Archive for July, 2010
Marketing a New Product
Introducing a new product in the market is a challenge for every entrepreneur. Generating interest from customers who have been used to an old product that works a little similar with your new product is one of hurdles that you will be faced in this new venture. Employing an effective marketing strategy can define the success of your introduction of a product in the market.
When marketing a new product, especially if it is under a new brand, you can include several perks with it upon its emergence in the market. If it is a new product in a restaurant, serving it in large portions can be effective in attracting customers. If it is a new brand of clothing, you can acquire a famous personality to endorse your product. If it is any new merchandise, you can add freebies upon purchase by a limited number of customers.

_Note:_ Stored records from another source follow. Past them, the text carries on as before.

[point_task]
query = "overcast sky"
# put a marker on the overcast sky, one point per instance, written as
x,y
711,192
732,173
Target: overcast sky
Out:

Once the marketing of your new product becomes a success, it will be a profitable source of income as its existence matures. Continuously investing on the marketing of this product can yield greater profits as it becomes more well-known in the market. Most new products die down on their onset because of ineffective marketing techniques that they use. Since a new product is something that most people are able to live without before, you should be able to introduce that things can be easier and better with your new product whatever it may be.
Coping with the Product Lifecycle
Every product undergoes the same lifecycle as any other product has gone through. This lifecycle is a series of processes which involves introduction, growth, maturity, decline, and death. Every process entails a specific strategy that can be applied to ensure that the business copes up well with change in the product lifecycle.
Introducing a product may be difficult but if you are confident enough that it will perform well then you all you have to think about is how to inject it to the market. Upon the growth of a product, increasing sales can be expected. Increase in production should be done to handle the increasing demand. At the end of the growth process, the product matures and the demand of it begins to stabilize. Then, even if you do not want it to happen, better products come out in the market and your product will eventually decline. To cope up with this, you can begin doing some researches to be able to create another new product. Lastly, the lifecycle ends as the product dies and becomes extinct in the market.
Though every product undergoes this cycle, they differ on the span of time that they spend in the entire duration of the lifecycle. What business should aim is to stay long during the growth phase since this is the one that generates the most profit. The decline should be the one that least amount of time should be spent since the product has nowhere to go but downwards.